Clay has posted 1 posts at DZone. View Full User Profile

What is so Hard About Parallel Programming?

03.31.2009
| 10560 views |
  • submit to reddit

I've seen it again.  One more claim that "Parallel programming is hard" and then the claimant launching into some complex and convoluted solution to make parallel programming easier.  (Matt Wolfe has some interesting observations in this regard.) How hard is it to do/learn parallel programming?

Disclaimer: I've been doing parallel/concurrent/multithreaded programming in one form or another for over 20 years. I want my readers to understand that my opinions in this area may be tainted by my experience. I watch chef Gordon Ramsay whip up something in the kitchen, making it look easy, but I know I'd never be able to do the same thing with the same ease. He's had years of practice, and I know that I might be able to get closer to his culinary skills with some instruction and lots of practice. It's the same with parallel programming, IMO.

I do know something that is hard: Theory of Computation. O-M-G! All that stuff about grammars, finite state machines, context-free languages, pumping lemmas, Turing Machines, recursive functions, uncomputability, Church, Post, and Kleene. It was enough to make my head swim when first confronted with all of this. (If your head is swimming with the memory of these topics, too, pause now and take a deep calming breath.) With mega-liters of water under the bridge since those harrowing days, I no longer wake up in the middle of the night screaming about being asked to solve the Halting Problem.

Recently, I started reading Feynman Lectures on Computation (Perseus Publishing, 1996), edited by Tony Hey and Robin W. Allen. These are transcriptions of lectures delivered by Richard P. Feynman during the mid-80s at the California Institute of Technology. Chapter 3 deals with the Theory of Computation. It is 40 pages long and covers a range of topics from finite state machines to Turing Machines to uncomputable functions and the Halting Problem.  Forty pages(!) on stuff that took me a whole semester to cover. Can it really be that hard? Prof. Feynman (a Physics professor) certainly makes it look easy.

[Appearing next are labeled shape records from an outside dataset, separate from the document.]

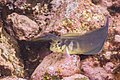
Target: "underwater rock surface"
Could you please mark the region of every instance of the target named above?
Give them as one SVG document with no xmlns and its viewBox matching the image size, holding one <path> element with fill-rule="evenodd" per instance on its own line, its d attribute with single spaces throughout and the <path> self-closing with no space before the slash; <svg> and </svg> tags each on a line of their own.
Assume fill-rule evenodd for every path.
<svg viewBox="0 0 120 80">
<path fill-rule="evenodd" d="M 0 77 L 24 76 L 24 66 L 18 47 L 15 39 L 2 30 L 2 24 L 0 24 Z"/>
<path fill-rule="evenodd" d="M 41 80 L 46 76 L 67 77 L 80 73 L 80 58 L 77 55 L 67 56 L 51 53 L 46 56 L 32 74 L 32 80 Z"/>
<path fill-rule="evenodd" d="M 57 36 L 65 33 L 82 35 L 100 28 L 104 24 L 106 15 L 109 16 L 108 38 L 102 52 L 98 55 L 79 55 L 80 59 L 77 58 L 78 55 L 75 55 L 75 58 L 71 55 L 71 58 L 59 59 L 62 54 L 50 54 L 50 42 L 27 43 L 28 40 L 46 33 Z M 10 76 L 6 79 L 19 79 L 11 78 L 11 75 L 25 76 L 24 78 L 30 80 L 31 74 L 33 80 L 41 80 L 41 78 L 76 80 L 80 77 L 88 80 L 120 80 L 118 38 L 120 35 L 120 0 L 0 0 L 0 19 L 4 23 L 2 28 L 10 36 L 14 36 L 19 43 L 9 42 L 13 39 L 9 39 L 3 33 L 0 34 L 0 80 L 5 79 L 6 76 Z M 18 45 L 21 51 L 18 55 L 22 57 L 15 55 L 19 53 L 19 47 L 15 47 Z M 77 61 L 74 62 L 74 59 Z M 74 65 L 77 62 L 80 66 Z M 25 70 L 23 70 L 23 65 Z M 45 69 L 46 67 L 48 68 Z M 60 75 L 58 68 L 63 76 Z M 24 71 L 25 74 L 23 74 Z"/>
</svg>

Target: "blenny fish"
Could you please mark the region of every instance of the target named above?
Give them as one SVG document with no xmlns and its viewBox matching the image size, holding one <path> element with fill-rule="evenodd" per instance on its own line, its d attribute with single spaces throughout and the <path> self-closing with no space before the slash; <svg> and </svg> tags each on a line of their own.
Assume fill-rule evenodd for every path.
<svg viewBox="0 0 120 80">
<path fill-rule="evenodd" d="M 50 50 L 58 53 L 91 55 L 99 53 L 108 34 L 109 20 L 106 18 L 103 27 L 80 35 L 80 33 L 67 33 L 61 36 L 48 34 L 38 40 L 52 40 Z"/>
</svg>

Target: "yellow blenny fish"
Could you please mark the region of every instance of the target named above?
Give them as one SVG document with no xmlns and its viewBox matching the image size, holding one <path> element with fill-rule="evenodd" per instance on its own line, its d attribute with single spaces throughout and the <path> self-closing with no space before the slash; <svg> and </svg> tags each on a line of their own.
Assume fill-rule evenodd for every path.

Granted, there was a lot of stuff I covered in my semester course that was left out of Feynman's lecture. But, on further reflection, he didn't need to cover it to make his connections and to give his students (likely non-CS majors) enough background to allow them to be conversant with the topic and to get started on their own investigations. I believe that Parallel Programming can well take this path, too.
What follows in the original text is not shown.